Questa ricerca coincide, in Ungaretti, con uno scavo in profondità per riportare alla luce dalla profondità sommersa del “porto sepolto” (cioè dal segreto del cuore umano) una parola che illumini, che nell’attimo dia la conoscenza, manifesti la verità e la comunichi agli altri.

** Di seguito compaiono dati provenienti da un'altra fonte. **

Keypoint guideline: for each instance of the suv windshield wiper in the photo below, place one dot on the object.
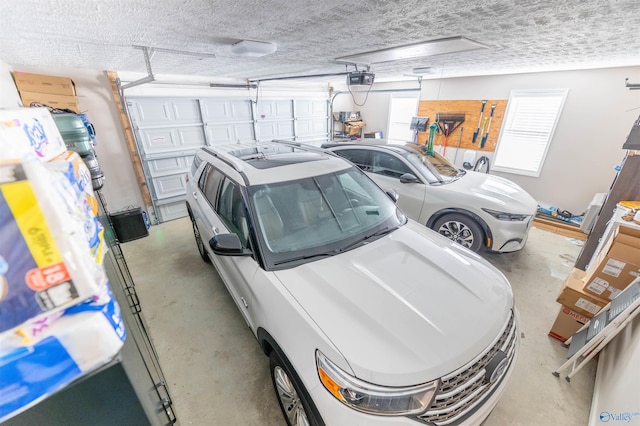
(364, 239)
(308, 256)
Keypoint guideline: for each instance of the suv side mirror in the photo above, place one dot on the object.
(408, 178)
(228, 245)
(393, 194)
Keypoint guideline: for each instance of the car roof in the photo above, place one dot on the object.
(256, 163)
(372, 143)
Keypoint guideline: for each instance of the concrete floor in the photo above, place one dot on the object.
(217, 375)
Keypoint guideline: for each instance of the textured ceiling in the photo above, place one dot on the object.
(523, 36)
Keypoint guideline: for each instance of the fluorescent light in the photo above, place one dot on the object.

A ben vedere, ha osservato Fragonara, in questa ricerca si avverte nella poesia ungarettiana un’ansia di assoluto che è di natura religiosa: sia che si tratti di quei momenti di armonia in cui il poeta si sente, nell’orrore della guerra, “una docile fibra dell’universo”, “immagine passeggera / presa / in un giro immortale”; sia che egli rievochi commosso la fede forte e severa della madre, e la veda ferma come una statua davanti al Signore, per ottenere il perdono del figlio; sempre si avverte che la parola di Ungaretti si tende come una fune sul baratro della morte, dell’abisso, del nulla, per trovare una salvezza dalla disperazione storica, dal dolore individuale e collettivo.